Navigating the Challenge of Withdrawing from Japan’s Loose Monetary Policy
Navigating the Challenge of Withdrawing from Japan’s Loose Monetary Policy
Japan’s new central bank governor, Ueda Kazuo, is facing a precarious situation as he prepares to take over the reins of the world’s third-largest economy in April. With the market indicating an end to Abenomics’ ultra-easy monetary policy, any errors by the surprise appointee may spark an unfavorable financial reaction. After almost a decade in office, appointing a suitable replacement for the Bank of Japan’s longest-serving governor, 78-year-old Kuroda Haruhiko, was never going to be a simple task for the Kishida administration. Market watchers expected Deputy Governor Amamiya Masayoshi as the government candidate, with other potential choices being former deputy governors Nakaso Hiroshi and Yamaguchi Hirohide. However, news that 71-year-old Ueda, an academic economist, and dean of the business studies department at Kyoritsu Women’s University, won the race shocked financial markets with the Japanese yen surging in value against the US dollar Japanese government bond yields also rose as traders analyzed the news.

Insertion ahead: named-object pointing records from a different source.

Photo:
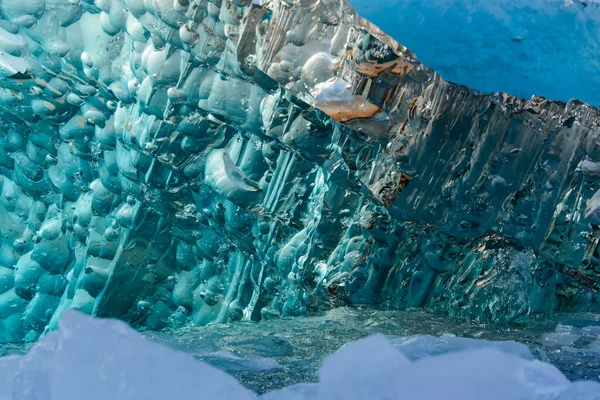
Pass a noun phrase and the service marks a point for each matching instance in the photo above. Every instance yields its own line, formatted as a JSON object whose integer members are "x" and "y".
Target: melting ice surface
{"x": 106, "y": 359}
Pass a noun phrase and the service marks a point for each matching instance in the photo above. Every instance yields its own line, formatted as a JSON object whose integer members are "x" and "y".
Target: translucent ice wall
{"x": 176, "y": 162}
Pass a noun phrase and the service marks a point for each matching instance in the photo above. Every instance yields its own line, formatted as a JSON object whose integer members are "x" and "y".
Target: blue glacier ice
{"x": 539, "y": 47}
{"x": 177, "y": 164}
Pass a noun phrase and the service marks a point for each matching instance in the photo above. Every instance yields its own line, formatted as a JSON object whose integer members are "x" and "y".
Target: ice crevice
{"x": 189, "y": 162}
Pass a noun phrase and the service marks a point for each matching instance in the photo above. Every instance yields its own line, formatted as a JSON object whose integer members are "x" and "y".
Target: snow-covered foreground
{"x": 105, "y": 359}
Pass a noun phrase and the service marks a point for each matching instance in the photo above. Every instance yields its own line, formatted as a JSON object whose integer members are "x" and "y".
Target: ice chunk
{"x": 105, "y": 359}
{"x": 421, "y": 346}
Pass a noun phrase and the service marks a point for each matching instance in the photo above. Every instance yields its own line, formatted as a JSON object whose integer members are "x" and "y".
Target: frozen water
{"x": 186, "y": 163}
{"x": 105, "y": 359}
{"x": 539, "y": 47}
{"x": 100, "y": 359}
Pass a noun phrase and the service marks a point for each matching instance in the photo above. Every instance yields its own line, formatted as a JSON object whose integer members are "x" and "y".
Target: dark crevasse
{"x": 175, "y": 163}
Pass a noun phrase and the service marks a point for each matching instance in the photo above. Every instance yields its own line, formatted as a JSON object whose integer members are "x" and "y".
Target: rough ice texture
{"x": 539, "y": 47}
{"x": 105, "y": 359}
{"x": 173, "y": 163}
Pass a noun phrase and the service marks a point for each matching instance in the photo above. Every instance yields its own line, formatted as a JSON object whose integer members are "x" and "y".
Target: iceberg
{"x": 175, "y": 163}
{"x": 103, "y": 358}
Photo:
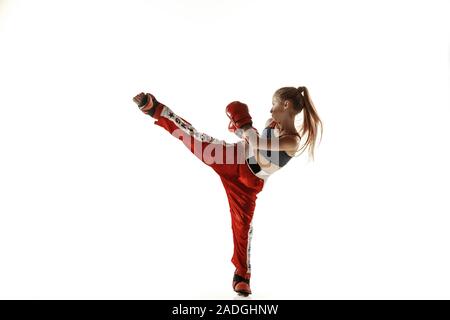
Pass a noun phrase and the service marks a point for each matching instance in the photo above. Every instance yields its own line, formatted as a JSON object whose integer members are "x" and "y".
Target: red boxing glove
{"x": 238, "y": 114}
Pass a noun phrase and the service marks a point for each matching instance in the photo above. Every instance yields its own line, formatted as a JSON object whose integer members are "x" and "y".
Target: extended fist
{"x": 145, "y": 102}
{"x": 239, "y": 114}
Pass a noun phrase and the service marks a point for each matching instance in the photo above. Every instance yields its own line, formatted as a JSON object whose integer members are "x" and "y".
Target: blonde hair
{"x": 301, "y": 100}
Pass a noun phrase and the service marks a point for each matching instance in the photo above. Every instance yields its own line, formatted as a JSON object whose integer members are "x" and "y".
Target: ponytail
{"x": 309, "y": 130}
{"x": 311, "y": 123}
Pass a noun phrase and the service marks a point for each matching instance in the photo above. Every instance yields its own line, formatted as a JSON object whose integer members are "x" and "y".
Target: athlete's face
{"x": 278, "y": 109}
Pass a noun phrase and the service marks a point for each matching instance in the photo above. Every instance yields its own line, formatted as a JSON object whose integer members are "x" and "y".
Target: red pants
{"x": 228, "y": 160}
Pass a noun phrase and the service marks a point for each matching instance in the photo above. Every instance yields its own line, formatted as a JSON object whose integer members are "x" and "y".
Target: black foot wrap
{"x": 144, "y": 101}
{"x": 237, "y": 278}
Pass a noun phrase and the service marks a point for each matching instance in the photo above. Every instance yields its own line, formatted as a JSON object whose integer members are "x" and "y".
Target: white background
{"x": 97, "y": 202}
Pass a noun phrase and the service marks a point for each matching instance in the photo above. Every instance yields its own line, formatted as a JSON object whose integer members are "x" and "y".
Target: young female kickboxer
{"x": 244, "y": 167}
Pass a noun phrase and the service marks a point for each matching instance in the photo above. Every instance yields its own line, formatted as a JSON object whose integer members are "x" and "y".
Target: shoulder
{"x": 290, "y": 143}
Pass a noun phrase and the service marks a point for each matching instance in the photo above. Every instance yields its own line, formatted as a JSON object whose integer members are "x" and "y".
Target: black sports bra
{"x": 279, "y": 158}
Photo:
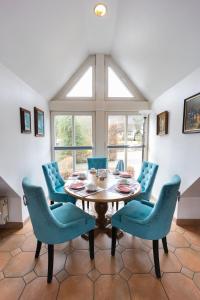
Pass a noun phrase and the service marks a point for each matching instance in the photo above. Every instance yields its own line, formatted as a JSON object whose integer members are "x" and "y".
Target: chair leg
{"x": 38, "y": 248}
{"x": 114, "y": 236}
{"x": 50, "y": 263}
{"x": 83, "y": 204}
{"x": 117, "y": 205}
{"x": 164, "y": 241}
{"x": 156, "y": 258}
{"x": 91, "y": 243}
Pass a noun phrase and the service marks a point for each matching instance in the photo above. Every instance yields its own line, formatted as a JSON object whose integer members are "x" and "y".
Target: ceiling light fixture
{"x": 100, "y": 9}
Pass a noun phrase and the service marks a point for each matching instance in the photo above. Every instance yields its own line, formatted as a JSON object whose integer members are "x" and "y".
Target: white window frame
{"x": 144, "y": 145}
{"x": 73, "y": 148}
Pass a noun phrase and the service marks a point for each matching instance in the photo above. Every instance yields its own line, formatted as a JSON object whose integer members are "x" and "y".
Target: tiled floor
{"x": 130, "y": 275}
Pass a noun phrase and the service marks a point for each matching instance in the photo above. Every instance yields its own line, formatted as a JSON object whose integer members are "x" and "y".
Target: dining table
{"x": 106, "y": 192}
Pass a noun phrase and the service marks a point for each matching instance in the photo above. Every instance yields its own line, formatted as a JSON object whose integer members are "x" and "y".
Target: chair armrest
{"x": 145, "y": 202}
{"x": 56, "y": 205}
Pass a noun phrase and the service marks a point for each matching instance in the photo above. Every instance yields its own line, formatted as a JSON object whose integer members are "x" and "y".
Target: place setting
{"x": 84, "y": 188}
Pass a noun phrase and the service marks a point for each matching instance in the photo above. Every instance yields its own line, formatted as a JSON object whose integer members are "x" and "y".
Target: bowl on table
{"x": 82, "y": 176}
{"x": 77, "y": 185}
{"x": 125, "y": 175}
{"x": 91, "y": 187}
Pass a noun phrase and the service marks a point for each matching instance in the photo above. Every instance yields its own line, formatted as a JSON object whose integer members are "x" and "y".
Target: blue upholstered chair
{"x": 120, "y": 165}
{"x": 55, "y": 224}
{"x": 55, "y": 184}
{"x": 97, "y": 162}
{"x": 148, "y": 221}
{"x": 146, "y": 179}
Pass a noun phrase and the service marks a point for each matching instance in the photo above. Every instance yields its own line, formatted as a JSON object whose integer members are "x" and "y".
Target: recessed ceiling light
{"x": 100, "y": 9}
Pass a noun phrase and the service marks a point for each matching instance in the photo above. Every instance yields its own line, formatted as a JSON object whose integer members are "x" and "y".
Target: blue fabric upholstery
{"x": 148, "y": 221}
{"x": 120, "y": 165}
{"x": 56, "y": 224}
{"x": 146, "y": 179}
{"x": 55, "y": 183}
{"x": 97, "y": 162}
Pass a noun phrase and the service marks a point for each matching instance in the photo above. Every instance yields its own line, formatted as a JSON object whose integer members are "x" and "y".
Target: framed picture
{"x": 191, "y": 114}
{"x": 25, "y": 120}
{"x": 162, "y": 123}
{"x": 39, "y": 121}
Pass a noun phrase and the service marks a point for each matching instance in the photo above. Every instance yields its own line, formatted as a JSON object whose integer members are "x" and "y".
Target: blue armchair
{"x": 148, "y": 221}
{"x": 120, "y": 165}
{"x": 146, "y": 179}
{"x": 97, "y": 162}
{"x": 55, "y": 184}
{"x": 55, "y": 224}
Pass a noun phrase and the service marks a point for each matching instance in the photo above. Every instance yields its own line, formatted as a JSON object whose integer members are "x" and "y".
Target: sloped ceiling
{"x": 155, "y": 42}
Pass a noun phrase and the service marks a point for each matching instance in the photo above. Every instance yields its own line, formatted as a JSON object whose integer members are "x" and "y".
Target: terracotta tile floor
{"x": 129, "y": 275}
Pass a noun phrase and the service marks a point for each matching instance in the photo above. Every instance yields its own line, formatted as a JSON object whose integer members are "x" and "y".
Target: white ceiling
{"x": 155, "y": 42}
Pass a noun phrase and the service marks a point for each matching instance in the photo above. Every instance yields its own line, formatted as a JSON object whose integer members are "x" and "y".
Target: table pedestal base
{"x": 103, "y": 223}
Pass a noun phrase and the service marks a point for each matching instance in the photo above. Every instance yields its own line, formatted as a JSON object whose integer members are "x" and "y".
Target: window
{"x": 116, "y": 88}
{"x": 83, "y": 88}
{"x": 125, "y": 141}
{"x": 73, "y": 141}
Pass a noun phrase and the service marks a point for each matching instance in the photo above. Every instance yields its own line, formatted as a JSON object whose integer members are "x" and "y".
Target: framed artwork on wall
{"x": 25, "y": 120}
{"x": 162, "y": 123}
{"x": 191, "y": 114}
{"x": 39, "y": 121}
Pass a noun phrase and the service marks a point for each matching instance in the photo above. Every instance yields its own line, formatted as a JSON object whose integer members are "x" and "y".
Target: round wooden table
{"x": 102, "y": 198}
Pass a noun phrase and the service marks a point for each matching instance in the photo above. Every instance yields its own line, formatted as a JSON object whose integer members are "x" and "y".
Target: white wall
{"x": 176, "y": 153}
{"x": 20, "y": 154}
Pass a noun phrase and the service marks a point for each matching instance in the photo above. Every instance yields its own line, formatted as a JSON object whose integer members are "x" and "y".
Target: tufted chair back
{"x": 52, "y": 175}
{"x": 146, "y": 178}
{"x": 97, "y": 162}
{"x": 39, "y": 211}
{"x": 120, "y": 165}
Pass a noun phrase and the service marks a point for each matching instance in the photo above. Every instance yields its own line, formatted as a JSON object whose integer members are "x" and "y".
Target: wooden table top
{"x": 105, "y": 195}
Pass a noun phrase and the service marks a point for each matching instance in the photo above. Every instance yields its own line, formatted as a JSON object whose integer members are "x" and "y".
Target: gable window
{"x": 72, "y": 141}
{"x": 125, "y": 141}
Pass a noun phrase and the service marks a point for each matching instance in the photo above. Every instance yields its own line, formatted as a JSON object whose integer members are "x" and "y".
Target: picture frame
{"x": 162, "y": 123}
{"x": 25, "y": 120}
{"x": 191, "y": 114}
{"x": 39, "y": 122}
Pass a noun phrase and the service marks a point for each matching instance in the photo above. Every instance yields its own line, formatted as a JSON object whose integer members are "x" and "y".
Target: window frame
{"x": 144, "y": 145}
{"x": 73, "y": 148}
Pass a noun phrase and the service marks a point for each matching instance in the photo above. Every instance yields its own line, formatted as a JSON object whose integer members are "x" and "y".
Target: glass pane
{"x": 65, "y": 162}
{"x": 116, "y": 88}
{"x": 116, "y": 130}
{"x": 63, "y": 130}
{"x": 135, "y": 130}
{"x": 113, "y": 156}
{"x": 83, "y": 130}
{"x": 81, "y": 159}
{"x": 83, "y": 88}
{"x": 134, "y": 161}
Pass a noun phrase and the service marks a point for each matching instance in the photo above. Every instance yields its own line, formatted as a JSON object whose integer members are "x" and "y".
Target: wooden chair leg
{"x": 50, "y": 263}
{"x": 114, "y": 236}
{"x": 164, "y": 241}
{"x": 38, "y": 248}
{"x": 117, "y": 205}
{"x": 91, "y": 243}
{"x": 83, "y": 204}
{"x": 156, "y": 258}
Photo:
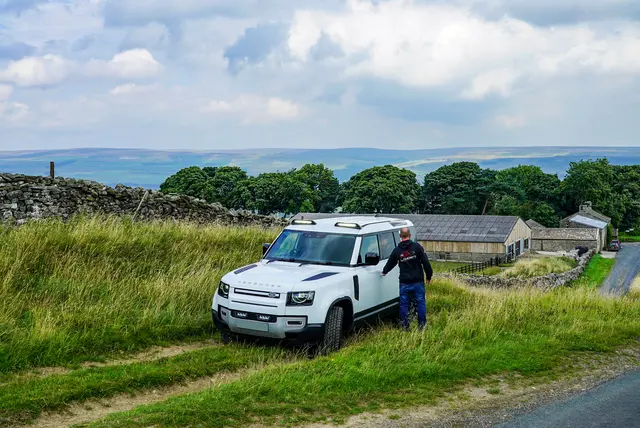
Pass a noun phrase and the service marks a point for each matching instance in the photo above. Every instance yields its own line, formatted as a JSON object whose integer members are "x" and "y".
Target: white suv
{"x": 316, "y": 281}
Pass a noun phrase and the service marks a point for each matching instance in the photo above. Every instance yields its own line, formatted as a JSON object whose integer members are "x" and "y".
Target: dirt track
{"x": 625, "y": 270}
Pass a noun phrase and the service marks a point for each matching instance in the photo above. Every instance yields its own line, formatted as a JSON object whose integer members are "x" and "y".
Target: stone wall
{"x": 565, "y": 239}
{"x": 546, "y": 282}
{"x": 23, "y": 198}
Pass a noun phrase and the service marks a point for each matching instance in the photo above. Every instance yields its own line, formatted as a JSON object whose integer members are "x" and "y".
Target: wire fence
{"x": 481, "y": 266}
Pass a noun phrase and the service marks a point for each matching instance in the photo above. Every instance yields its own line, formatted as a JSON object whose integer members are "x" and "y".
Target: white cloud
{"x": 254, "y": 109}
{"x": 131, "y": 64}
{"x": 37, "y": 71}
{"x": 434, "y": 45}
{"x": 53, "y": 69}
{"x": 132, "y": 89}
{"x": 13, "y": 112}
{"x": 5, "y": 92}
{"x": 511, "y": 121}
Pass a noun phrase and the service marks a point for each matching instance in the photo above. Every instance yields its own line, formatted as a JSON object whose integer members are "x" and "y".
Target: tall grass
{"x": 531, "y": 268}
{"x": 79, "y": 290}
{"x": 471, "y": 334}
{"x": 634, "y": 290}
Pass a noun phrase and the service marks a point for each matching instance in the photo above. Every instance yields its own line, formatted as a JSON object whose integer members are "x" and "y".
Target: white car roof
{"x": 354, "y": 225}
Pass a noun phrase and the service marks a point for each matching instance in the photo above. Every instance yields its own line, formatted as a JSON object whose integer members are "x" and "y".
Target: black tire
{"x": 226, "y": 337}
{"x": 332, "y": 340}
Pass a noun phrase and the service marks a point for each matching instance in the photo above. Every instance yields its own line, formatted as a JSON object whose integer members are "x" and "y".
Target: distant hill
{"x": 149, "y": 168}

BOJ governors usually come from the ranks of former Ministry of Finance bureaucrats or long-serving BOJ officials. Yet, Ueda is not a complete newcomer to the central bank, having served on the BOJ’s nine-person policy board from 1998 to 2005. The appointment of Ueda’s deputies as former Financial Services Agency chief Himino Ryozo and BOJ executive Uchida Shinichi replaces Amamiya and Wakatabe Masazumi. Meanwhile, economist Okina Yuri, an outside contender, missed out. Unlike its counterparts in Europe and the United States, the BOJ has never had a female governor or deputy.
According to Nikko Asset Management’s chief global strategist, John Vail, Ueda’s appointment constitutes “a large change in tradition, as normally BOJ professionals alternate with MOF ones as governor, but not in terms of continuity.” He also highlighted that “not only does Mr. Ueda have strongly dovish perspectives, but the deputy governor for monetary affairs, Mr. Uchida, was the chief designer of YCC [yield curve control] and the negative interest policies,” Vail pointed out. “So, policy should not change too much in short to intermediate term.”
The BOJ’s YCC policy aims to maintain the yield on 10-year Japanese government bonds within 0.5 percentage points of zero while keeping short-term rates negative. However, the BOJ has been forced to escalate bond buying to defend its policy cap, attracting criticism for distorting market pricing and crushing banks’ margins.
Like other central bank governors globally, Ueda’s first challenge will be rebuilding confidence in the bank’s ability to control inflation. BOJ policymakers have frequently emphasized the need to maintain the ultra-loose policy until consumer prices consistently reach the bank’s 2% target. This pledge formed part of Kuroda’s 2013 “accord” with former Prime Minister Abe Shinzo. Yet, in January, nationwide core consumer prices rose to a 41-year high, increasing by 4.2% from a year earlier, while wholesale prices jumped by 9.5%.
Related Facts:
– In 2019, Japan’s GDP contracted by 4.8%, its worst decline in five years, which hit the economy even before the coronavirus pandemic.
– Kuroda’s Abenomics policies, named after ex-Prime Minister Shinzo Abe, underscore the BOJ’s monetary policy during the past eight years, characterized by record-low interest rates and massive asset purchases.
– As the first academic to head the BOJ in half a century, Ueda is expected to stick to his research-based approach to monetary policy, emphasizing the promotion of fiscal and monetary coordination.
Key Takeaway:
Japan’s newly appointed central bank governor, Ueda Kazuo, faces the tricky task of taking over the reins of the world’s third-largest economy in April as the market signals an end to Abenomics’ ultra-easy monetary policy. Any mistakes by the surprise appointee could trigger an unfavorable financial reaction. Although Ueda’s appointment constitutes a significant shift in tradition, market experts believe that policy should not change too much in short to intermediate term. However, the BOJ’s YCC policy has been criticized for distorting market pricing and crushing banks’ margins. Therefore, Japan’s new central bank governor’s first challenge will be restoring confidence in the bank’s capacity to control inflation in the economy.
Conclusion:
Japan’s newly nominated central bank governor, Ueda Kazuo, is preparing to take up the reins of the world’s third-largest economy. Although his appointment has caused a massive shift in tradition, market watchers believe the policy should not change too drastically in the short term. Instead, inflation control will be one of its top priorities as it seeks to administer a monetary policy that successfully navigates the country through the financial turbulence caused by the pandemic.